Now that I have a pachymeter and a fundus camera, I do that in house
but still turf out the imaging to SCCO.  I do wish they'd get an
Octopus 101 in addition to the HFAs they have there.

BTW, it works out great.  Future ODs (students) get exposed to
glaucoma patients, patients get access to cutting edge diagnostic
technology, I know I'm getting the testing I ordered done and my
patients sent back to me versus always wondering with the OMD, I'm
comfortable with the ODs there (for the most part) and I don't have to
worry about expensive lease payments on still evolving technology.

Too bad you weren't at the Academy this year and didn't get the chance
to try and make Murray Fingeret, Harry Quigley and David Friedman
squirm during their glaucoma lecture.  Heh.

The Ziemer Ophthalmic rep (maker of the Pascal Dynamic Contour
Tonometry [PDCT]) said they've done a ton of testing comparing GAT to
PDCT in conjunction with CCT.  They said that when a cornea is thin,
the GAT usually, but not always, reads low.  However, they said that
when a cornea is thick, there was no clear trend -- it could be lower,
higher or unchanged versus PDCT.

And hence the problem with adjusting IOPs based on CCT -- you just
don't know if the adjustments you are making are accurate.  Per the
Ziemer rep, a patient with a GAT reading of 19 and a CCT of 595 could
have just as much a chance of having a "real" IOP of 23 as 17.  And
the patient with a GAT reading of 17 and a CCT of 515 might have a
"real" IOP of 18 or 23 -- you just don't know.  Both Goldmann and
these adjustment algorithms are inprecise and "noisy" and when you
compensate you are IMHO losing more in "noise" than you are gaining in
terms of diagnostic info.

(The "21" or "22.5"mm Hg cutoff for OHTN is arbitrary too -- it's
based on old data that said "21" was 2 standard deviations above the
average.  Those numbers don't come from any well-designed studies --
they were literally pulled out of the air.)

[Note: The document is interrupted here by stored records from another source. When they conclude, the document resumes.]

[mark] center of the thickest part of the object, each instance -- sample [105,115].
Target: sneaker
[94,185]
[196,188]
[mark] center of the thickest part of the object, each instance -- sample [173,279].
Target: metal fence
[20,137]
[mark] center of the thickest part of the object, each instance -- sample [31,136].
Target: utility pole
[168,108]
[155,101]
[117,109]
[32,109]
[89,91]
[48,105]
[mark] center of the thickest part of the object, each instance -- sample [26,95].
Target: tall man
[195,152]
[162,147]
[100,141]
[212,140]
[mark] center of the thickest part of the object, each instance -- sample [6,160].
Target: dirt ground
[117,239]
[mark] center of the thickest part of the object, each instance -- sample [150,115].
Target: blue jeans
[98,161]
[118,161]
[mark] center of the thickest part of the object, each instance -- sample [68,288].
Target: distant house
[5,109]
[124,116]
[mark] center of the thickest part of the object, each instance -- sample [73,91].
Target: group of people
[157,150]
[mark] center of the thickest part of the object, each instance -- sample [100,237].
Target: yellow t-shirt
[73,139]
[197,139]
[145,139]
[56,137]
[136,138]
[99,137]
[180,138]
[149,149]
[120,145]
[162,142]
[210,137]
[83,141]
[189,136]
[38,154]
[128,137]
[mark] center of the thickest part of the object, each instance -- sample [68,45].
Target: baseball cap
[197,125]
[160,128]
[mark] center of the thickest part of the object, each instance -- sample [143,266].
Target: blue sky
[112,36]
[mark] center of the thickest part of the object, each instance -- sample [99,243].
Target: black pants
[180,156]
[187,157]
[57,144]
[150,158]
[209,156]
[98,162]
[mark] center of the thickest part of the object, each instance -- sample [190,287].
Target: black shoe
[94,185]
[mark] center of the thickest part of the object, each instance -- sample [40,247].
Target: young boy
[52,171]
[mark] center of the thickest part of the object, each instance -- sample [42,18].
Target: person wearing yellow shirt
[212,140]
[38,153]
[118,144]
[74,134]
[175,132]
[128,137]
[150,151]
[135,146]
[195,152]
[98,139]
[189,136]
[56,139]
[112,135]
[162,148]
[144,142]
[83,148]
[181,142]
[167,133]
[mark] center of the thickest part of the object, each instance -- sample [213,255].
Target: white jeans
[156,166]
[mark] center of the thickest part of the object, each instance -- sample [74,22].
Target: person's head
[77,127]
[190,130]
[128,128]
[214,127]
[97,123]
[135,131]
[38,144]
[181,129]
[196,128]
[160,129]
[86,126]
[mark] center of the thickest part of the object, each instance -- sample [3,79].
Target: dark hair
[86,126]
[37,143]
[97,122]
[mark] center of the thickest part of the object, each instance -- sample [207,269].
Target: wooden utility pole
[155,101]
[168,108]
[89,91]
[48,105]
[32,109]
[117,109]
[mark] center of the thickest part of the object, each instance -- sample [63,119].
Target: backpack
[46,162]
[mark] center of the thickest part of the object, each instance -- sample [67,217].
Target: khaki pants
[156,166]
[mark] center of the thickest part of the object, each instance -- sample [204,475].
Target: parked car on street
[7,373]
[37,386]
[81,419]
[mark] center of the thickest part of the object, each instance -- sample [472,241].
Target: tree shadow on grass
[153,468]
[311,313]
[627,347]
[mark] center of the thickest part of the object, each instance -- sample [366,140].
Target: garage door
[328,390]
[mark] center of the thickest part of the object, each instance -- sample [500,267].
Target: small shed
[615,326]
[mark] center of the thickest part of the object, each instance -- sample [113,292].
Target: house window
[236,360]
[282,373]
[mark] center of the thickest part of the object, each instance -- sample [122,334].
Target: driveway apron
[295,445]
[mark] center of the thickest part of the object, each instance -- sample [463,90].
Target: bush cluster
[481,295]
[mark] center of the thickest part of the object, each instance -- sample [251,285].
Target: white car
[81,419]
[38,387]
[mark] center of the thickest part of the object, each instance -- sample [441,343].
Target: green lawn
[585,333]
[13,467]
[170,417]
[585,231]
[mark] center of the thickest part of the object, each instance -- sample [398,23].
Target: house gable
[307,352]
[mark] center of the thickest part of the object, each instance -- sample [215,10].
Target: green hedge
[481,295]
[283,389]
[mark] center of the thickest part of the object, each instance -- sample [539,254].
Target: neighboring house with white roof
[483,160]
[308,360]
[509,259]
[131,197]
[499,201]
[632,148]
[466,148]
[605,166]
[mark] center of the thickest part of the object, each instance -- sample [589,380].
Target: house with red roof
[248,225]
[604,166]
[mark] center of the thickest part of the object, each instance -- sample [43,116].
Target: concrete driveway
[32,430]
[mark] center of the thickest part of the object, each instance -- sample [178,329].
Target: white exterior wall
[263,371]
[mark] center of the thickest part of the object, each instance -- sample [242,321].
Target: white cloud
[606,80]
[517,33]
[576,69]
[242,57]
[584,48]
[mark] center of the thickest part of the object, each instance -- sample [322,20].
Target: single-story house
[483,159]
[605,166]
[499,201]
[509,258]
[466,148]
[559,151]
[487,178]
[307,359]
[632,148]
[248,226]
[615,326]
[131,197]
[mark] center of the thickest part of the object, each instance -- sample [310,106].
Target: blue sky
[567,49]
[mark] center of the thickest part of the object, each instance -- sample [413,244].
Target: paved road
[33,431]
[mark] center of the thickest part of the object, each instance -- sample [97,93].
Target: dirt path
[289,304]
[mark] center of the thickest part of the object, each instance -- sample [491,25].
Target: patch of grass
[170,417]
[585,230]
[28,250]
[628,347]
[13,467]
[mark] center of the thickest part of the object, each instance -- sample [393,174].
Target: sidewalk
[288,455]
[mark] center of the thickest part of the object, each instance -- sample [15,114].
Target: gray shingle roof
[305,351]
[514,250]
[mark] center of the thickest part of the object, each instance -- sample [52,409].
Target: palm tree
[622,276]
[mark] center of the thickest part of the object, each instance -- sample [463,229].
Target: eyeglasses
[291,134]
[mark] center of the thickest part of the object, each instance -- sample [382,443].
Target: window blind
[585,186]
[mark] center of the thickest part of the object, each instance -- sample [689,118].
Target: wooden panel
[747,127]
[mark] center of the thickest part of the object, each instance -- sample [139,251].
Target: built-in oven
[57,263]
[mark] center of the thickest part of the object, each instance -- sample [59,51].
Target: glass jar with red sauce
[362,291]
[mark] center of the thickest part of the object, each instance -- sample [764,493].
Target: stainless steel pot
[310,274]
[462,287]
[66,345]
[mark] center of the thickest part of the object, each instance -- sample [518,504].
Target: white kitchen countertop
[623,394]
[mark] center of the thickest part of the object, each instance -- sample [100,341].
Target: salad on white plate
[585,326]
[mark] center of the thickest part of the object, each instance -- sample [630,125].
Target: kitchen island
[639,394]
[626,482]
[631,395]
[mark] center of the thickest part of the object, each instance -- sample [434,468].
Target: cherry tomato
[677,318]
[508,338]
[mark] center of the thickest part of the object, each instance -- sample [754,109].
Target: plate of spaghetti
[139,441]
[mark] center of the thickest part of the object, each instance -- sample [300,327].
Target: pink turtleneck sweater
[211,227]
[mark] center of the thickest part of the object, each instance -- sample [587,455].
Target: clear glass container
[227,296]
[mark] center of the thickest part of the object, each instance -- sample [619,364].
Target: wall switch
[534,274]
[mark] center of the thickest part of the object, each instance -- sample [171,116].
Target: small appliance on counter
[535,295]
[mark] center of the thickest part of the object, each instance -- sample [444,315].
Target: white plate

One thing we know with a high degree of certainty is that if you are
an OHTN (per uncorrected GAT readings) and have thin corneas, your
risk of developing glaucoma within 5 years is considerably higher than
if you have thick corneas.

Another thing we know is that when one is developing progressive
glaucomatous optic neuropathy, the only proven way to lower the risk
of continued progression is to lower the IOP.

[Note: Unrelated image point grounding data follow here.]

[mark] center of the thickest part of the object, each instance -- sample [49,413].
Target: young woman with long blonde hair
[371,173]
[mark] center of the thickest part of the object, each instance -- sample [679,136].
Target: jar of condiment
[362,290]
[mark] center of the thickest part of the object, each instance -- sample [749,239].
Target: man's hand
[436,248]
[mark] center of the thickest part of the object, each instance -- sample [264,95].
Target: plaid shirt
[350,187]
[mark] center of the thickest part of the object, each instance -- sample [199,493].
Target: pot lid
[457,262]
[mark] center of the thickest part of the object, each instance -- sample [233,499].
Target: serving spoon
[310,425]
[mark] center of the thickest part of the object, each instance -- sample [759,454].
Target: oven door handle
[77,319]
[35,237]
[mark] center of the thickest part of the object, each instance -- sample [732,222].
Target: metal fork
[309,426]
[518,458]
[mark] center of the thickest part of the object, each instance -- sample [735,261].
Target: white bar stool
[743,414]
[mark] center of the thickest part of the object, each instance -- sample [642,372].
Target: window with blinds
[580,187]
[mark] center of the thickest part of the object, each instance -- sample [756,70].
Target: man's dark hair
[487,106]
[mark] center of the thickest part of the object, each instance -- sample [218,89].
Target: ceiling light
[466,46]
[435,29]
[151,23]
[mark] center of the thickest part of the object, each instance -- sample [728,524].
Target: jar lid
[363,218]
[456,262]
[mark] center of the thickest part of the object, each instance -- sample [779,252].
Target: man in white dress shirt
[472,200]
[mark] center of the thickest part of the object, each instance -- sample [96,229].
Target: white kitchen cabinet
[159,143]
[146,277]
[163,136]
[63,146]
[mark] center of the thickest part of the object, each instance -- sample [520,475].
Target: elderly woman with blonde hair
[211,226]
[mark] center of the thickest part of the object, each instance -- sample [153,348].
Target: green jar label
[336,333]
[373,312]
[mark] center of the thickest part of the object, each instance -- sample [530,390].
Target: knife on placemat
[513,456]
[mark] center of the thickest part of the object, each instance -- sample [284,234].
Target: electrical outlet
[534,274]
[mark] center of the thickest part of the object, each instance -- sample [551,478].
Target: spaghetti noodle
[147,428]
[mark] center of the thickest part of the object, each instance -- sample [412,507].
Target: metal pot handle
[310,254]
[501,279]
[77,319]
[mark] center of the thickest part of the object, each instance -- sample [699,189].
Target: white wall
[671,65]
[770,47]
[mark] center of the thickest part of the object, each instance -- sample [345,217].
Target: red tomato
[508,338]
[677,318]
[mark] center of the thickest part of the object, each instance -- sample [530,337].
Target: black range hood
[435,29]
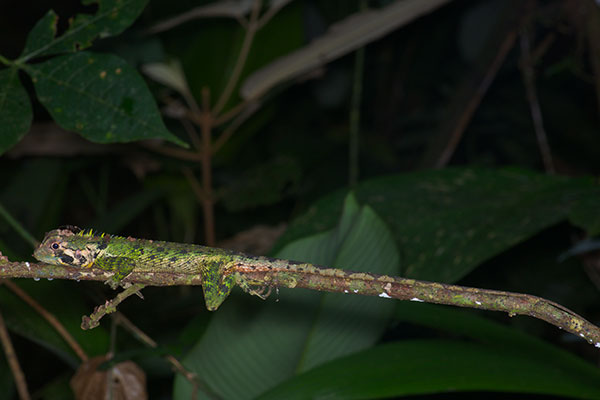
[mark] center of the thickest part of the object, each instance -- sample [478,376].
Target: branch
[266,273]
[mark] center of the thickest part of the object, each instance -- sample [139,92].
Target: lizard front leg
[216,285]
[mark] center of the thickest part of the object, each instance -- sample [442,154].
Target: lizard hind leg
[216,287]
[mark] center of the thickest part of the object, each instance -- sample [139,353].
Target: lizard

In other words (IOW), it's not so important what a particular person's
exact IOP is (within reason) as far as saying this person does or
doesn't have glaucoma -- more important is if someone has
unquestionably progressive glaucomatous optic neuropathy, their IOP
isn't consistently low enough for their optic nerve (i.e., their optic
nerve is too sick/weak to tolerate that particular IOP) and the IOP
needs to be lowered.

Of course, this "need" needs to be looked at in the context of the
estimated rate of progression, the patient's estimated life span and
the impact on the patient's qualty of life with treatment versus not
treatment.  There is a great article by George Spaeth et al (Surv
Ophthalmol. 2006 Jul-Aug;51(4):293-315.) discussing this very issue in
combination with his "Disc Damage Likelihood Scale" he helped develop
(see <http://tinyurl.com/vzhyy>).  It's a little complex and
overwhelming for the private practitioner to implement I think, but
the ideas and foundation are quite strong.

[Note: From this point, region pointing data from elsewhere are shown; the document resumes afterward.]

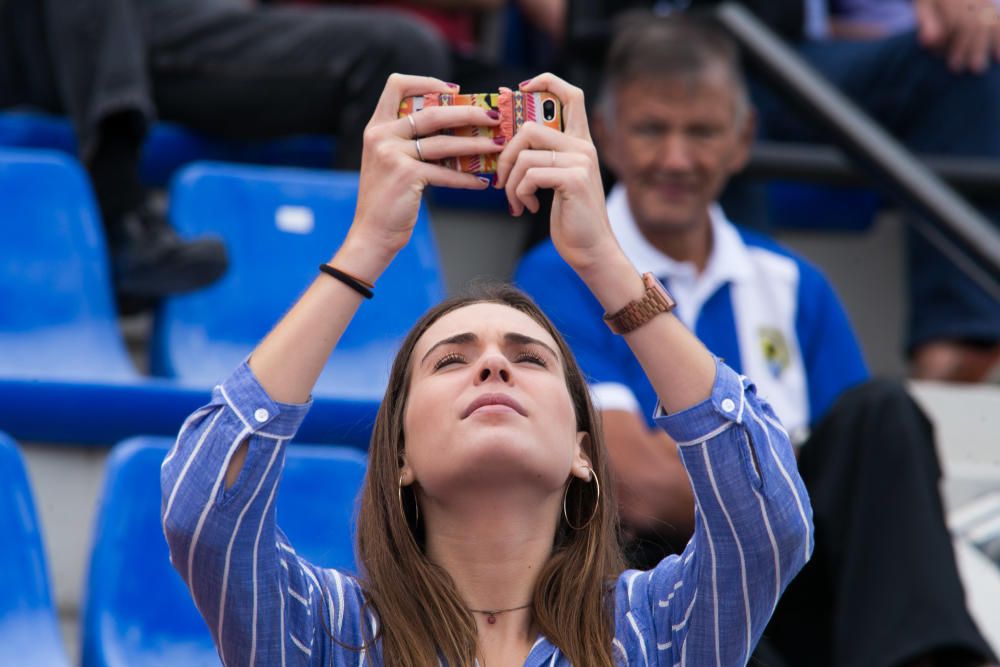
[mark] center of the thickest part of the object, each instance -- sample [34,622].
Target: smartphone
[516,108]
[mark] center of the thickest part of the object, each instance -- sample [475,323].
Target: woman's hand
[394,174]
[541,157]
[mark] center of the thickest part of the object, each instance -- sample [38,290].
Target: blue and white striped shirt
[265,605]
[769,313]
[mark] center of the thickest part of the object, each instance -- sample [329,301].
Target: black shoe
[149,261]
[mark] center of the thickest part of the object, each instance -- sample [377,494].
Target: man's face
[673,143]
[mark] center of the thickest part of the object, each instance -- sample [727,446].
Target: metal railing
[959,230]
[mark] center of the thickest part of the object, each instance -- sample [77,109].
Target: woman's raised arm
[393,177]
[679,367]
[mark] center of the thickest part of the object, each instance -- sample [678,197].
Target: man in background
[673,124]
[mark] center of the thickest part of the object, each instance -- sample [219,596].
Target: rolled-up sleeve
[753,533]
[262,603]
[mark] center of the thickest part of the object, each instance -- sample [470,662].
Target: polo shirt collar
[728,260]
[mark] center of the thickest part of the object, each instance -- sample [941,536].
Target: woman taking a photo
[487,527]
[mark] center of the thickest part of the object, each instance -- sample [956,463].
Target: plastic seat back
[279,225]
[29,630]
[138,612]
[57,317]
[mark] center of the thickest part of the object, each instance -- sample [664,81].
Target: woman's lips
[494,402]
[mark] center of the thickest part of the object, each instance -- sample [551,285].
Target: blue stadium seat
[57,316]
[279,225]
[65,375]
[29,630]
[137,612]
[170,146]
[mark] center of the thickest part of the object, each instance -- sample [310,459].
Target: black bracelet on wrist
[362,287]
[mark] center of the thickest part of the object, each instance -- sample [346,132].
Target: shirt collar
[728,260]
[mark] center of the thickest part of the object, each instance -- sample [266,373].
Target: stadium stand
[29,632]
[278,226]
[137,611]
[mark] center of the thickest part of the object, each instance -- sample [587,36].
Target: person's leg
[911,92]
[276,71]
[882,588]
[87,61]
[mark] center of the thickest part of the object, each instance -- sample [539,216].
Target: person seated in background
[674,123]
[484,535]
[219,66]
[467,27]
[927,71]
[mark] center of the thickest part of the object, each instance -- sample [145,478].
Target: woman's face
[488,406]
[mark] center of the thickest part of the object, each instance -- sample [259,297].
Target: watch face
[657,287]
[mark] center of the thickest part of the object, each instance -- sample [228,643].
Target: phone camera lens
[549,110]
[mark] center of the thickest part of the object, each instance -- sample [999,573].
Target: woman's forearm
[290,358]
[678,366]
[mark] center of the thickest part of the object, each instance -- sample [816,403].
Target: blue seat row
[65,374]
[137,611]
[169,146]
[29,629]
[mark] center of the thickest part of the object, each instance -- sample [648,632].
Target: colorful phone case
[515,107]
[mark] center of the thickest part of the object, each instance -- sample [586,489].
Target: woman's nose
[494,367]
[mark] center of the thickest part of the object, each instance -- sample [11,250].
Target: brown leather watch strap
[656,300]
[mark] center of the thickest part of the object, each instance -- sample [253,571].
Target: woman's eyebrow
[457,339]
[521,339]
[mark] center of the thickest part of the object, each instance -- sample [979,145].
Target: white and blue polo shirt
[768,313]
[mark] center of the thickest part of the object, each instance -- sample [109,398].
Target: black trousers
[882,586]
[214,65]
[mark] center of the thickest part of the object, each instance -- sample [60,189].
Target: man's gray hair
[672,47]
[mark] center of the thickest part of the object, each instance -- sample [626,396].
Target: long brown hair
[421,615]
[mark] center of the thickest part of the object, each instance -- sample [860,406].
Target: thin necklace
[491,614]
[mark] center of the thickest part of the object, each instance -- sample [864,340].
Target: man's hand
[653,487]
[965,32]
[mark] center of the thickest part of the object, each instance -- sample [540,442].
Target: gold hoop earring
[402,507]
[597,502]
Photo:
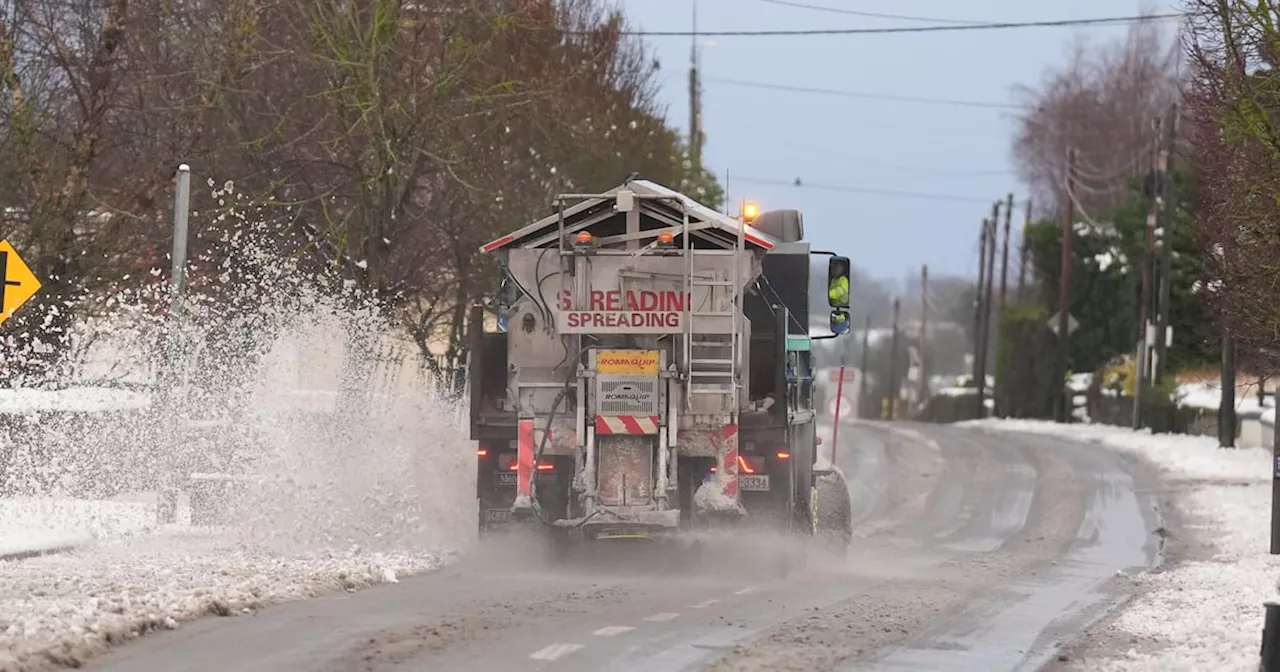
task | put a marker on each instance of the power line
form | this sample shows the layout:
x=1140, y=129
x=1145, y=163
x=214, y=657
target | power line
x=800, y=184
x=869, y=14
x=1059, y=23
x=862, y=94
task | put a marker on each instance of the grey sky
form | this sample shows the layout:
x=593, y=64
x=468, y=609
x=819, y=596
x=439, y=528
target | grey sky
x=871, y=144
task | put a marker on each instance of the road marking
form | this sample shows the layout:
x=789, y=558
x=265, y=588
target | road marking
x=661, y=617
x=554, y=652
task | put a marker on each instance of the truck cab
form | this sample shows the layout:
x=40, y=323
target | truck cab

In summary, I don't think by compensating for IOPs that you are
obtaining more valuable diagnostic data than I do when I measure CCTs
and merely label those OHTN patients with thin corneas and having an
additional risk factor and those with thick corneas as having a
protective risk factor.  And that goes along with the general
consensus of glaucoma experts.

Far better IMHO to go on what the OHTS study said -- thin CCTs are a
strong predictory risk factor in OHTN patients that developed glaucoma
(see <http://tinyurl.com/vlc22>).

Deja vu.  I think we've discussed this before.